Positioning itself as a mouthpiece for women in Africa and in the diaspora, AWB aims to advance the narrative of contemporary women and girls that is often stifled by cultural stereotypes, and improve realities by harnessing the strengths of strategic partnerships to bring about a positive change in their career lives.
Founder of AWB, Dr. Nkiru Balonwu highlighted the role of women’s contribution towards the betterment of economies around the world and the need for African women to actively participate in decision-making at every level and sphere.
“Women around the world are having a moment in history where their stories and experiences are being brought to the global consciousness. Unfortunately, the perspectives and narratives of African women have been left out of this conversation almost entirely.”
She continued on the importance of bringing women to the forefront in order for them to take on roles.
“We’ve had a lot of meetings with different boards; most of the workers are made up of men.
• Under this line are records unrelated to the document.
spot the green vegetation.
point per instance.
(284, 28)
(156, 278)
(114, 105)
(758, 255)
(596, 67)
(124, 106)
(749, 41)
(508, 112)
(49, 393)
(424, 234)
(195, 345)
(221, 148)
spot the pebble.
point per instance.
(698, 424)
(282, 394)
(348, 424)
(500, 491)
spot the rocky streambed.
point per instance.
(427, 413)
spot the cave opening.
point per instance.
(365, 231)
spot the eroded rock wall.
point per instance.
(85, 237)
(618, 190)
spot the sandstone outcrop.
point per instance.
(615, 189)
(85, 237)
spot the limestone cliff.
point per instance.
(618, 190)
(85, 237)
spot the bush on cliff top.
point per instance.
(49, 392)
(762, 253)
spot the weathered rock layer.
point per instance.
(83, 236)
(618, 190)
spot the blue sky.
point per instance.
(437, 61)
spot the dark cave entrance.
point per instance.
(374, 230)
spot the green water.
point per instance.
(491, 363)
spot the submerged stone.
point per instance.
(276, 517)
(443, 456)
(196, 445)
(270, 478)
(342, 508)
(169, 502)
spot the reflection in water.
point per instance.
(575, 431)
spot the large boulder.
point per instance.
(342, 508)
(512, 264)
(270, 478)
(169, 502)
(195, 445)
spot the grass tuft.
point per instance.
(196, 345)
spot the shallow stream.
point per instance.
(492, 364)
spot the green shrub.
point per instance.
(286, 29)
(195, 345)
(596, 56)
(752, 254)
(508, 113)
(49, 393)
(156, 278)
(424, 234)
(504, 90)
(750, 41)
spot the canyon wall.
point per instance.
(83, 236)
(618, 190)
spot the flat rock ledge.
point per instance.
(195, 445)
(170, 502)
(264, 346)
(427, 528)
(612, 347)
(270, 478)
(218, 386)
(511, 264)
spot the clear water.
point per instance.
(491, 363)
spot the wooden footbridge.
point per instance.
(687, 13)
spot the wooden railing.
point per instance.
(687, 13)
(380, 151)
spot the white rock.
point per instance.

And when we had the conversation with them, they said, ‘oh, we can’t find qualified women.’ And so for us… there are really so many qualified women, but it is also about us women putting ourselves forward, bring that narrative out, having women saying ‘we are qualified, see us’ as opposed to wanting to be called.”
With this launch at the United Nations General Assembly (UNGA), AWB hopes to bolster local programming efforts that spotlight African women’s roles across various industries. Some of the ways it plans to achieve this include changing the perception of women and girls; strengthening ties between African women and girls; influencing government policies to positively impact women; positioning female role models to influence young girls; and striking a balance in leadership roles by fast tracking women into leadership roles.
In order to effectively meet these targets, AWB trustee ChiomaAgomo emphasized on the role of male allies in actualising these goals.
“The game changing principle with AWB is their emphasis on recruiting allies from all background – female and male in their workplace – to advance narratives and improve realities for African women and girls. The importance of including male allies in this larger effort for all cannot be understated.”